The fact that people seemed to be fooled into thinking that Eliza was a person rather than a machine inspired a whole community of interest in building chatbots that might one day pass the Turing Test.Footnote 12 This area of activity found popular expression via the somewhat controversial Loebner Prize,Footnote 13 which, since 1991, has taken the form of an annual contest designed to implement the Turing Test. There has been a general tendency in academic circles to look upon the Loebner Prize with some disdain; Marvin Minsky once called it ‘obnoxious and stupid’.Footnote 14 But there's no doubt that the current hot commercial opportunity owes something to that legacy. It's worth noting that A.L.I.C.E. (aka Alicebot), a three-time Loebner winner, was built using the Pandorabots API mentioned above.Footnote 15

There are other highlights, or perhaps lowlights, in the history of chatbots that we won’t dwell on here—like the much-loathed Clippy the Office Assistant, which shipped with Microsoft Office from 1997 to 2003.Footnote 16 Some might not want to call Clippy a chatbot, since it didn’t really converse in natural language, but the basic UI paradigm is remarkably similar to that used in some of today's chatbot toolkits, with system responses often taking the form of stylized menus of options for the user to select from.Footnote 17

But, from where I sit, the most relevant piece of retro technology that has resurfaced in the chatbot world is the finite state dialog modeling framework used in the speech recognition industry, made popular by VoiceXML in a series of standards since version 1.0 in 2000.Footnote 18 Interacting with some chatbots is incredibly reminiscent of telephony-based spoken language dialog systems from the early years of the millennium, right down to the ‘Sorry I didn’t understand that’ responses to user inputs that are out-of-grammar, and the sense that you’re being managed through a tightly controlled dialog flow via the demand that you select your response to a system question from a narrowly proscribed set of options. I wouldn’t be surprised to find that some of the chatbots out there are being built using a text interface to a VoiceXML interpreter, a functionality that's often available for testing dialog designs. Absolutely nothing wrong with that, and it's not a bad way to leverage tried and tested technology.

4 Why now?

So if there's not much really new here in terms of the basic technology that's being used, why the sudden commercial interest?

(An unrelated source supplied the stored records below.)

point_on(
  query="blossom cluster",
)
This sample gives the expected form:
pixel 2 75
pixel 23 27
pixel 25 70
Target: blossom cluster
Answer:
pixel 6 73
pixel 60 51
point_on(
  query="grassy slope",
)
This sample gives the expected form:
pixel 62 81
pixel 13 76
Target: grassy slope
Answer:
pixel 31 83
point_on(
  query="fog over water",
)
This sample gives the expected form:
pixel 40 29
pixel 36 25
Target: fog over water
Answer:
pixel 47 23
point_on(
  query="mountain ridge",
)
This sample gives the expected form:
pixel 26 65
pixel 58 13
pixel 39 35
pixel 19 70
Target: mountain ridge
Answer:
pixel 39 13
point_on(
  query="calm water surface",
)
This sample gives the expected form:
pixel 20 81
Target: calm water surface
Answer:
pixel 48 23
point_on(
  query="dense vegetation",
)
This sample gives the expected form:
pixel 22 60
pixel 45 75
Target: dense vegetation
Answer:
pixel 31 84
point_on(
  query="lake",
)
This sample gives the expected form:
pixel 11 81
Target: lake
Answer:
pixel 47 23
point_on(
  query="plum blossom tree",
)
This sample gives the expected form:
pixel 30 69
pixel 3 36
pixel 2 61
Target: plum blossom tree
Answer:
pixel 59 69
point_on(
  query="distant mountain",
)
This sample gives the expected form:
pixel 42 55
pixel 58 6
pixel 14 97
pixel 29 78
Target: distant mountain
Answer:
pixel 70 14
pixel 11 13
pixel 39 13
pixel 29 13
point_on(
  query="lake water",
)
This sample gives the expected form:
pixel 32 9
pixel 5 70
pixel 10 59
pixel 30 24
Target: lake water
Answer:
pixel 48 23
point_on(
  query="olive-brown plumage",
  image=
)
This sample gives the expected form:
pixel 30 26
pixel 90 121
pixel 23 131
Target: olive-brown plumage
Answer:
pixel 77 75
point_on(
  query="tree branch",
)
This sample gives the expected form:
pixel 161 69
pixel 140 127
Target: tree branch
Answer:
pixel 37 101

Well, a major factor is that the world has changed, and in particular, the way that people communicate has changed. When Weizenbaum introduced Eliza in 1966, interactive computing via a teletype keyboard was a new thing. Fifty years later, 6.1 billion people, out of a total human population of 7.3 billion, use an SMS-capable mobile phone.Footnote 19 Messaging apps are used by more than 2.1 billion people: forty-nine per cent of 18–29-year-olds, thirty-seven per cent of 30–49-year-olds and twenty-four per cent of those over 50. Facebook Messenger alone has 1 billion users. We are entirely comfortable communicating via short typed interactions, and quite unfazed by carrying on several asynchronous conversations at the same time.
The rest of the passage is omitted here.